Note to readers: This story includes some mild profanity.
There are two mindsets you can have with cancer treatment: You can be really negative and grumpy and pissed at the world, or you can try to find the silver lining. Writing a blog has helped me find my silver lining. Through my writing, I’ve tried to show that even though I have a cancer story, I’m still the same person. I’ve lost a lot of friends who couldn’t deal with the realities of cancer, and I’ve gained a lot of new friends I never would have met otherwise. Yes, cancer has changed my life, but I’m still Cam. To give you an idea how writing helps me, here’s an excerpt from my blog – The Chronicles of Cam:
Cancer will make you cynical. Don’t let it.
There’s so much more to life. So, what if I lost a bit of muscle mass and weight? So what if I don’t have hair? Those who care don’t matter, and those who matter don’t care. The world is a good place, and there are good people out there to meet. You gotta go through some suffering to truly appreciate real happiness and joy. It’s easy to get caught up in the social norms and focus on how you just don’t quite fit in. It’s easy to view the world as this damned place and that life isn’t fair.
But I say to hell with fitting in. I want to break these norms and show that we are beautiful regardless of what mold we try to fit into. There is no mold for unique. I am beautiful with or without cancer. You are beautiful with or without X, Y and Z. We all just have to stick together.
When I wrote this, I had just two rounds of chemo to go and I was thrilled that my cancer journey was finally ending. Little did know that my leukemia would return, and that the second time around, the drugs wouldn’t be able to beat it. I was running out of options. That’s when I came to Seattle Children’s to join Dr. Rebecca Gardner’s CAR T immunotherapy clinical trial.
Hello, Seattle Children’s
From the very first day I arrived in Seattle, I felt cared for — the hospital is like one giant support network. Dr. Gardner even called to check on me while she was away on vacation! Honestly, as terrible as the situation was, it was a really positive experience.
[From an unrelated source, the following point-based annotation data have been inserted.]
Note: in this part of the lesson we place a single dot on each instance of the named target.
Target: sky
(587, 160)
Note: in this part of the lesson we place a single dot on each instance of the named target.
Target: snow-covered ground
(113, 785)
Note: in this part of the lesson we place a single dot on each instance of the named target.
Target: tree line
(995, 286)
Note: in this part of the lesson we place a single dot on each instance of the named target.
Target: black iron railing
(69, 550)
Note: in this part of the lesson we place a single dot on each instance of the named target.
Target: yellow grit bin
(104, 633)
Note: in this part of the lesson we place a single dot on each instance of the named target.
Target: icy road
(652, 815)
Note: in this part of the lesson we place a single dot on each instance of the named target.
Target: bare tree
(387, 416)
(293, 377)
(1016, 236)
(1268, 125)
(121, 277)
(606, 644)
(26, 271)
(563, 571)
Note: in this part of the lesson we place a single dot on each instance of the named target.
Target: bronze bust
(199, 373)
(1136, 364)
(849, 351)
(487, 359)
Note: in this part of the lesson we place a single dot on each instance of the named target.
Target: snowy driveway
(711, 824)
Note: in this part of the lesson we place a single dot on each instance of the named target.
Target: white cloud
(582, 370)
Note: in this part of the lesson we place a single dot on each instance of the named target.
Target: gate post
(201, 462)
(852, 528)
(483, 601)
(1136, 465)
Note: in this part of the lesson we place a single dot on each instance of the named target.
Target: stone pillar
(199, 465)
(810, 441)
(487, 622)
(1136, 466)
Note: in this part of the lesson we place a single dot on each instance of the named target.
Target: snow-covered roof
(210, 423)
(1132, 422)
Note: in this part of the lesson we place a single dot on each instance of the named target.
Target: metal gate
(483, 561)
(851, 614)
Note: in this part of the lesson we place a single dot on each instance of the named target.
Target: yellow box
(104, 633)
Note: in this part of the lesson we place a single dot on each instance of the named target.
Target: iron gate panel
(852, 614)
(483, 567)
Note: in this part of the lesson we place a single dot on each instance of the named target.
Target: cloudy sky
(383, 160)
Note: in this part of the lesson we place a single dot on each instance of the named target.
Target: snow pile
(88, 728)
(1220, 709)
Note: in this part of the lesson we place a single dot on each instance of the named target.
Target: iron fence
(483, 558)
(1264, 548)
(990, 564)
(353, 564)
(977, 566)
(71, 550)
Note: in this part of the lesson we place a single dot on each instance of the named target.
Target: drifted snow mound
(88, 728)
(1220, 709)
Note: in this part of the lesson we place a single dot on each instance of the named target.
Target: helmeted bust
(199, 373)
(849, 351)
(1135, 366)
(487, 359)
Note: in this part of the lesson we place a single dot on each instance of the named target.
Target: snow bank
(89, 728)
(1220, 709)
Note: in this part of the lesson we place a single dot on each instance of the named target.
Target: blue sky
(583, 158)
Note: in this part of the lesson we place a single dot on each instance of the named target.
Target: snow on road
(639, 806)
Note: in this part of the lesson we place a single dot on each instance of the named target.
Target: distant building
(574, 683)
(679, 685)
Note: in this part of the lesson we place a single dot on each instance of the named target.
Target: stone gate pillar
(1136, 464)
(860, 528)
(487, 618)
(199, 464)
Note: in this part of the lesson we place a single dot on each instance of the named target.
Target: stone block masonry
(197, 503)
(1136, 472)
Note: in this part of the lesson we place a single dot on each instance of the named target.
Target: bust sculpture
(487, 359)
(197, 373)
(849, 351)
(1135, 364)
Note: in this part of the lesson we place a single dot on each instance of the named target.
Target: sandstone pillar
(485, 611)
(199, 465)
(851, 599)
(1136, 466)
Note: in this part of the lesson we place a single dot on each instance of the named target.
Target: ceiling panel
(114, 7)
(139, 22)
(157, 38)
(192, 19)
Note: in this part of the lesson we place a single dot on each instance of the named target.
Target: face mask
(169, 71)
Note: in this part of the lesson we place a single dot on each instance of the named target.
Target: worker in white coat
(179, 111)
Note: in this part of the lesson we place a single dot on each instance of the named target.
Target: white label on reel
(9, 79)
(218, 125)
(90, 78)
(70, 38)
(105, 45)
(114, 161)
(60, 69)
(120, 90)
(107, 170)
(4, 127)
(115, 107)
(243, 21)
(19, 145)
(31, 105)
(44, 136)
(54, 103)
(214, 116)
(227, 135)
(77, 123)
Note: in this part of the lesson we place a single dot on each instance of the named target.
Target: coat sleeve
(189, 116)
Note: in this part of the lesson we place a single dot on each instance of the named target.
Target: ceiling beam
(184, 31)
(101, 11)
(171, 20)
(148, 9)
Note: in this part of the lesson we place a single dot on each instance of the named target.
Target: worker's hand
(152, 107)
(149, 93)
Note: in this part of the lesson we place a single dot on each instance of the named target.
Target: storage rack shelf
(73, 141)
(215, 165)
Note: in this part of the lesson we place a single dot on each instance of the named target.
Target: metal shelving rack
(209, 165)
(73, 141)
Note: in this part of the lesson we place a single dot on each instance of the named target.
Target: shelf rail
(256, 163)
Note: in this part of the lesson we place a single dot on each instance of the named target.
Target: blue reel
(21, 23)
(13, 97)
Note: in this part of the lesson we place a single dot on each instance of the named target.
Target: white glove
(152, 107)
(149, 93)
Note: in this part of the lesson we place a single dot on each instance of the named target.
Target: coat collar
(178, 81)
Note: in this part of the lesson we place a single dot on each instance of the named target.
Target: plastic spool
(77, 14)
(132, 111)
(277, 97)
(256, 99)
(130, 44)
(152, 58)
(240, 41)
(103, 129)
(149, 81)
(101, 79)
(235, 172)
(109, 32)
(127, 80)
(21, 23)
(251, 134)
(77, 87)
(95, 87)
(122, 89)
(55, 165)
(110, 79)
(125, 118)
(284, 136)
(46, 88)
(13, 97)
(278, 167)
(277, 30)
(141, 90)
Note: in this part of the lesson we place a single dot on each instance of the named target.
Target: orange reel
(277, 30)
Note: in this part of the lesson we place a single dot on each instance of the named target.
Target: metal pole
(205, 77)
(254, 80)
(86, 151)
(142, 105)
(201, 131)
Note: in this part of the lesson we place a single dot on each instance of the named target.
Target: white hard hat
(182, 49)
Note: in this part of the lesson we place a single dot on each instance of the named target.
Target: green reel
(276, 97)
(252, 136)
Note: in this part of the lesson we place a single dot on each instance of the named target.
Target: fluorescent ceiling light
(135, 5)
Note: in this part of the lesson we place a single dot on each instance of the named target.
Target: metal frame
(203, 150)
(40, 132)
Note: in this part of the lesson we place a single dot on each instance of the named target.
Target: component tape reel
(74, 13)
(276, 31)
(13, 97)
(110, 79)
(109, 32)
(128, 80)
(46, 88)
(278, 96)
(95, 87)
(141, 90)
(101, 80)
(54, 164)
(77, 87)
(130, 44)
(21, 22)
I loved all my doctors and nurses and, more importantly, I trusted them. The only downside was that chicken nuggets weren’t on the hospital menu … LOL!
My radiation and chemo treatments may cause osteoporosis, cataracts, high cholesterol or heart problems later in life. Thanks to new safer cancer treatments like immunotherapy, kids with a leukemia diagnosis will have a much more direct path to freedom. One day soon, they can skip all the chemo and radiation and go straight to immunotherapy, which is much easier on the body. Just two days after my CAR T immunotherapy treatment, I was able to run a mile! I was so ready to get back to my regular life. I would go back and do CAR T a million times over because my quality of life was THAT good afterwards.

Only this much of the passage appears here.